Instead of eliminating global studies exam, state could revamp it

ALBANY — Months after considering a plan to stop requiring students to pass a global history final exam in order to graduate from high school, state education officials are instead contemplating overhauling the test.

Under a proposal that the officials presented before the Board of Regents today, the state’s two-year high school global studies course would be divided in two. The first year would cover “foundational skills” economics, world history, geography, and civics and culminate in an end-of-course exam.

The second year would focus on themes and trends across world cultures and be aligned to more rigorous standards that the state is developing for social studies instruction.
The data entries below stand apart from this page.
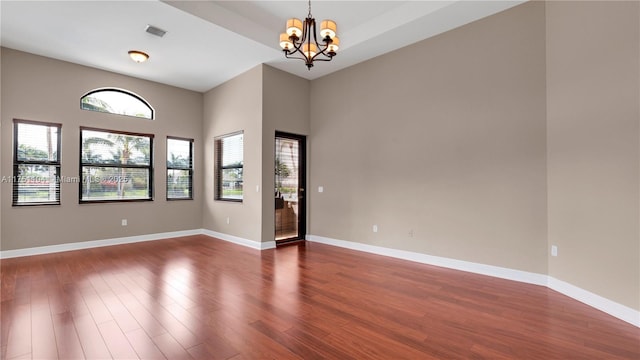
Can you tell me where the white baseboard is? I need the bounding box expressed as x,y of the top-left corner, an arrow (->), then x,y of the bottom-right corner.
0,229 -> 276,259
0,229 -> 640,327
307,235 -> 640,327
201,229 -> 276,250
547,276 -> 640,327
0,229 -> 202,259
307,235 -> 547,286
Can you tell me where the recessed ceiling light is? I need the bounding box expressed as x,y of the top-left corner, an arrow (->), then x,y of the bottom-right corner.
129,50 -> 149,63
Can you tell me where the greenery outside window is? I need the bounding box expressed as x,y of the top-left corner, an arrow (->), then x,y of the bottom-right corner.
12,119 -> 62,206
80,127 -> 153,203
167,137 -> 193,200
214,131 -> 244,202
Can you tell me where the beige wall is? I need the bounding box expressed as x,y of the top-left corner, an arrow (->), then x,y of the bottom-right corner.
202,65 -> 264,242
0,48 -> 203,250
262,66 -> 310,241
547,2 -> 640,310
203,65 -> 309,242
309,2 -> 547,273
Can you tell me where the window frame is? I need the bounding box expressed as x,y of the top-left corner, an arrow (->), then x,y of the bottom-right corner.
165,136 -> 194,201
214,130 -> 244,203
78,126 -> 154,204
11,119 -> 62,206
80,87 -> 156,120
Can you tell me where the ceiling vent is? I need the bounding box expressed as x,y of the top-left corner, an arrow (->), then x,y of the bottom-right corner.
145,25 -> 167,37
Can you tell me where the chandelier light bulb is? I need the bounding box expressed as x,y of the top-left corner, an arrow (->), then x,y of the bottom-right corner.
287,18 -> 302,37
320,20 -> 338,39
279,0 -> 340,70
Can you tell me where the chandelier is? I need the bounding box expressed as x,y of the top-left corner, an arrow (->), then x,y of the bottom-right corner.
280,0 -> 340,70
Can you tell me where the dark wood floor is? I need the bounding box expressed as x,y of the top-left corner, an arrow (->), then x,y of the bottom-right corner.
1,236 -> 640,360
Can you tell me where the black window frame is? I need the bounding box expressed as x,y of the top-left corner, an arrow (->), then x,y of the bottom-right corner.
214,130 -> 244,203
80,87 -> 156,120
11,119 -> 62,206
78,126 -> 154,204
166,136 -> 194,201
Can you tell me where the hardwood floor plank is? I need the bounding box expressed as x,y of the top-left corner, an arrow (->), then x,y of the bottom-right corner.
31,297 -> 58,359
73,315 -> 111,359
2,303 -> 32,359
0,235 -> 640,360
125,329 -> 166,360
53,312 -> 85,360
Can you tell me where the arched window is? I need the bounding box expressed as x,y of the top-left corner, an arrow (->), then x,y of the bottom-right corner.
80,88 -> 154,120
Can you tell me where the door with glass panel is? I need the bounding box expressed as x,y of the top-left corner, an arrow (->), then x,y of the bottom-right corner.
274,132 -> 306,244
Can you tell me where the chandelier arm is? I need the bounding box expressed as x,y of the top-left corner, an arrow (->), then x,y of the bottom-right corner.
284,0 -> 336,70
284,53 -> 307,61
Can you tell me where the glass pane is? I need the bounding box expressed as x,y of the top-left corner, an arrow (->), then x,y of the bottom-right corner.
82,130 -> 151,165
80,89 -> 153,119
221,168 -> 242,200
16,123 -> 59,161
82,166 -> 151,201
222,134 -> 244,167
275,137 -> 300,240
167,139 -> 191,169
13,165 -> 60,204
167,169 -> 191,199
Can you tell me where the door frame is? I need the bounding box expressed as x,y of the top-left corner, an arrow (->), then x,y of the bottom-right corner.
273,130 -> 308,244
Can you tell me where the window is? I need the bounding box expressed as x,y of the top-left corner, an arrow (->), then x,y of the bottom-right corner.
167,137 -> 193,200
80,88 -> 153,120
80,127 -> 153,203
215,132 -> 244,201
11,120 -> 62,206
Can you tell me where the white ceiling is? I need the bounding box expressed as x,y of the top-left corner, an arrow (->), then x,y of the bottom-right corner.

Only the material from the second year would appear on a Regents exam required for graduation.

Adjusting the current exam to conclude the second course would cost between $500,000 and $1 million, officials said. Creating a new test for the first course would cost more.

The proposal is the second one floated about the global studies exam in less than six months. Back in April, state education officials asked the Regents to allow them to make the exam optional in order to let students take other courses instead, particularly math and science classes that are seen as increasingly important in preparing students for college.

That proposal has been tabled for now, after social studies educators and some Regents balked at the idea. The exam, which covers about 2.5 million years worth of world history over the span of freshman and sophomore years, has the lowest pass rate of any of the five Regents tests currently required for graduation, and some critics said the state wanted to make it easier for students to graduate at the expense of a core subject.

In fact, state education officials said today, they were just trying to figure out how to free up space in students’ schedules for more math, science, and technology coursework.

“The only way to do that was to look at the overall graduation requirements,” said Regents Chancellor Merryl Tisch.

The new proposal is part of the same conversation about college readiness, state education officials said. By consolidating the portions of the course that develop critical thinking and research skills, “what we’re trying to do is improve the global history subject,” Tisch said.

Plus, the change could lay the groundwork for reducing the global history requirement to a single year in the future, a move that education officials did not say was in the plans but which would open students’ schedules for an additional course in another subject.

Most Regents offered positive feedback after hearing about the proposal. “I think it’s a reasonable step and a positive step to take now,” said Jim Tallon, who represents Binghamton on the board. “This would be an important step forward.”

The global Regents test is the only one that is based on two years worth of material, a distinction that officials said contributes heavily to the higher failure rates.

“The reason they’re being held up by the the exam is because youngsters are being tested at the end of a two-year course of study,” said Regents Chancellor Merryl Tisch. “Anyone who knows anything about youngsters at that age knows that it’s really difficult for them to study a subject for two years and then take a summative exam.”

Stephen Lazar, a city high social studies teacher, said the principles behind the proposal represented a small step forward because the course and exam as they are currently designed require teachers to put “drill and kill” before pushing students to develop a conceptual understanding of history.

Lazar said he thought the current tests are flawed but not necessarily harder to pass. In his experience, he said, a few weeks of cramming and practice exams can prepare students to pass a test that is supposed to complete two years of study. “It doesn’t assess any understanding of history,” he said.

But Lazar said he would remain skeptical until he sees the exams to know that they really would test the more sophisticated skills. The proposal, Lazar said, “sounds better, but show me the test.”